All the Gospels trace Jesus’ ancestry through King David. They do this to establish that Jesus is the Messiah, who was of David’s lineage. When Jesus came, people were expecting a king. They were expecting a divine king. This divine king would drive out the Romans and rule on the throne in Jerusalem. Throughout His ministry, Jesus kept trying to explain that He was not a worldly king. He tried to explain that His kingdom was spiritual. But the people didn’t get it. When Jesus rode into Jerusalem, people cheered Him as a coming king. They said, “Blessed is the kingdom of our father David that is coming!” (Mark 11:10). When Peter confesses that Jesus is the Messiah, he doesn’t want to believe that Jesus will suffer at the hands of the Jewish leaders and be sentenced to death. Jesus rebukes Peter sharply, again trying to redefine the mythology of the Messiah (Mark 8:27-33).
With kingship established in Israel, we have a theology in place that leads to a Divine King. Although kingship was imported into Israel as a foreign idea, it reshaped their whole theology. It led to the hope of a future king. This paved the way for the coming of Jesus’ heavenly kingdom. With power concentrated in one person on the throne, the next step is that one Divine-Human can rule in our hearts. A king in Israel leads to a King of heaven. Jesus is the Messiah, but the Messiah of a spiritual kingdom.
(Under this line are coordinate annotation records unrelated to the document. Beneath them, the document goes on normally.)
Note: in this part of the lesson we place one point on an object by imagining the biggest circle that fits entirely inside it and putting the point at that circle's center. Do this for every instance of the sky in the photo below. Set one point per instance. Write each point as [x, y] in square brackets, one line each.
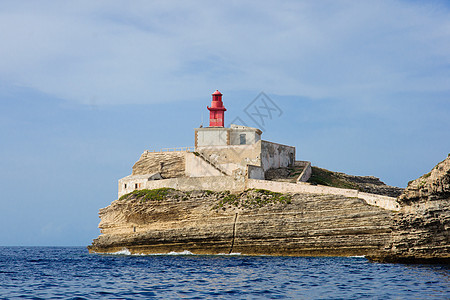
[361, 87]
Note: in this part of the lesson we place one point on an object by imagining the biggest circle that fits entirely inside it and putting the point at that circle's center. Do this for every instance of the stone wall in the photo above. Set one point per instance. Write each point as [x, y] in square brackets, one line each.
[198, 167]
[168, 164]
[213, 183]
[275, 155]
[234, 157]
[255, 172]
[227, 183]
[307, 171]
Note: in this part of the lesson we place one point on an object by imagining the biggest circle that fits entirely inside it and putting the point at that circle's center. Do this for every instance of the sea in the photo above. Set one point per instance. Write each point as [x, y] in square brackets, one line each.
[73, 273]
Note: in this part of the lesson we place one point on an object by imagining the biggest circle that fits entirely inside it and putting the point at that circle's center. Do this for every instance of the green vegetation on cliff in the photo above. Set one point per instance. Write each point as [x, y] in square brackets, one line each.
[252, 198]
[144, 195]
[324, 177]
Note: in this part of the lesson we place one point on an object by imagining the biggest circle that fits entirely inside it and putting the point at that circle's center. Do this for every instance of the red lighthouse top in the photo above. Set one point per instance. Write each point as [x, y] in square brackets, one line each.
[216, 111]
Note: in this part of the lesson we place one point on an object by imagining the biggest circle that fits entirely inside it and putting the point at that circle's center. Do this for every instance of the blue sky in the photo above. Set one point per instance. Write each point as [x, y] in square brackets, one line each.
[86, 87]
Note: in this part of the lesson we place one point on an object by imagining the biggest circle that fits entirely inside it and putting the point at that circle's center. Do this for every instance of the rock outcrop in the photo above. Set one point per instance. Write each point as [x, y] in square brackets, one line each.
[421, 230]
[252, 222]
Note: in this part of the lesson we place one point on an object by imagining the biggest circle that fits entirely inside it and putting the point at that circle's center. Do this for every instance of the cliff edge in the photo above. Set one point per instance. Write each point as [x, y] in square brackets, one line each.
[421, 229]
[253, 222]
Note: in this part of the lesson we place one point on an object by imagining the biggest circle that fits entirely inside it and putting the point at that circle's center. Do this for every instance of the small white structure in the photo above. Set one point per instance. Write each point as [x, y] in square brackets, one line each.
[237, 152]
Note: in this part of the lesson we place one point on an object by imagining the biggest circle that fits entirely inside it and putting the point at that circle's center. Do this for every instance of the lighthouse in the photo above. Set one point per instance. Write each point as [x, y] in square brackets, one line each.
[216, 111]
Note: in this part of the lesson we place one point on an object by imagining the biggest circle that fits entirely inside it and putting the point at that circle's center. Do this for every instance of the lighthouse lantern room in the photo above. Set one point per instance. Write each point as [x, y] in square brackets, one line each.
[216, 111]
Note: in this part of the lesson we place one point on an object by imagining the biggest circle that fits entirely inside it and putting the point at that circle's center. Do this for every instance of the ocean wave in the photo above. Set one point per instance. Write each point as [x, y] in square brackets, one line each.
[127, 252]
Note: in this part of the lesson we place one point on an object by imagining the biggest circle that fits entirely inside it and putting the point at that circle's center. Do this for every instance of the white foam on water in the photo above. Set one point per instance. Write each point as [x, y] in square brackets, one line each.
[124, 251]
[185, 252]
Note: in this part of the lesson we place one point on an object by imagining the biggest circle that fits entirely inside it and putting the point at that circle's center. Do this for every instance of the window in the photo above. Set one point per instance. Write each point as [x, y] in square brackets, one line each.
[242, 139]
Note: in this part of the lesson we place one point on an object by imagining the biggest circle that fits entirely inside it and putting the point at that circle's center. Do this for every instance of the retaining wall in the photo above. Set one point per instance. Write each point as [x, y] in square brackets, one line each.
[385, 202]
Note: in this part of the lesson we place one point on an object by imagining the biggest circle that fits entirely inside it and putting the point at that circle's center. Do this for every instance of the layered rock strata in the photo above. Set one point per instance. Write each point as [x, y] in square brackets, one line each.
[252, 222]
[421, 230]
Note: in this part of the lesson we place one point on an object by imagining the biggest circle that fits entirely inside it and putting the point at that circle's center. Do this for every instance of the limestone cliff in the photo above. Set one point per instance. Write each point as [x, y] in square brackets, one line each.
[421, 230]
[252, 222]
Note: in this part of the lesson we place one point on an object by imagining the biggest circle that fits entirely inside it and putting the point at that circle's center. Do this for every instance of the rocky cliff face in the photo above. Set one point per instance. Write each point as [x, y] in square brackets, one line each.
[421, 230]
[253, 222]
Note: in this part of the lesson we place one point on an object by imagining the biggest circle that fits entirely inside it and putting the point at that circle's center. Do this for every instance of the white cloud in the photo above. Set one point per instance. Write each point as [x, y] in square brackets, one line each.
[119, 52]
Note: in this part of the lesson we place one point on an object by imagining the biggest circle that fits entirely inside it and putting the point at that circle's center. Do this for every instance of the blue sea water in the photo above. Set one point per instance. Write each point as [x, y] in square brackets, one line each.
[72, 273]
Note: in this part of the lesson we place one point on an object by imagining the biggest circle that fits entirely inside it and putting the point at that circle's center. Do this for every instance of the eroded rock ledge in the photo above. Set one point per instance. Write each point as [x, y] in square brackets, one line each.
[253, 222]
[421, 230]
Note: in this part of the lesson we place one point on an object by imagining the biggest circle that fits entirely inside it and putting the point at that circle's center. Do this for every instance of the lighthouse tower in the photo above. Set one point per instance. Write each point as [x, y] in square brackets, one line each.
[216, 111]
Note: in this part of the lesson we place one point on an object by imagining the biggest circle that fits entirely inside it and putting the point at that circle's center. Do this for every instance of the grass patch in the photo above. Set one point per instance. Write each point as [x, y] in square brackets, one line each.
[324, 177]
[253, 198]
[147, 195]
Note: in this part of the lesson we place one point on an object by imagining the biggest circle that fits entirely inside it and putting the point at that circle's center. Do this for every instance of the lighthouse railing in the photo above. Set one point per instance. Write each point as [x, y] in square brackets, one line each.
[174, 149]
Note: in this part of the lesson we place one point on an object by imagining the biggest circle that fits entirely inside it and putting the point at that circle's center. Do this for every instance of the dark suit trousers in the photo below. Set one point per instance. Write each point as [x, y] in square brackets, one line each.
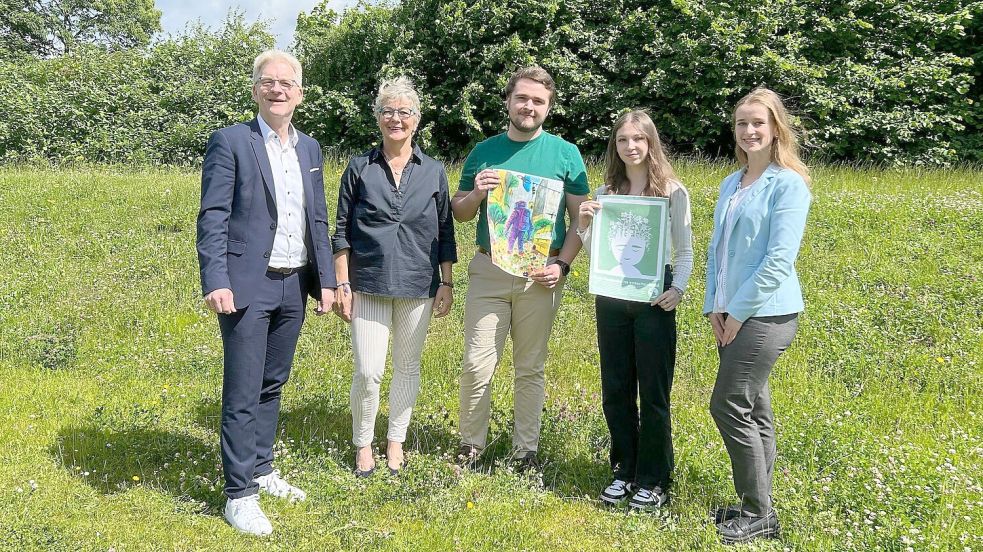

We can see the whole scriptures as pointing to that one Savior of humanity. With the Messiah established in Israelite theology, we have a savior figure who will come to the earth. We know that Savior as Jesus Christ. In Luke we are told that Jesus showed the Apostles how all the scriptures were about Himself, “And beginning with Moses and all the prophets, he interpreted to them in all the scriptures the things concerning himself” (Luke 24:27). While 1 Samuel 8 makes the anointing of a king look like a rejection of God, in fact it leads to the coming of God on earth. For the anointing of Saul is the birth of the Messiah.
Lord, we give you thanks for coming to us in a form we could relate to. You came not as an overwhelming God on high; you came not as a powerful emperor; but you came as a humble man. All your life on earth, humanity tried to make you a king. Yet you continually turned away these human vanities. You gave yourself the titles of Friend, and you even called us brothers and sisters. And yet, even though you did not appear in the awe due your name, humanity felt the power of your presence. While you would not be king, humanity felt you as God. The light of your love and truth could not be hid. It shined through your Humanity, filling it with Divinity. We thank you, Lord Jesus; we praise you, Lord Jesus; we worship you, Lord Jesus. All glory and power and wisdom is yours!
And Lord, we pray for the sick. May they experience the power of your healing love. Fill them with the grace of your healing power. We pray for the grace of your healing power for all who are ailing in body or soul.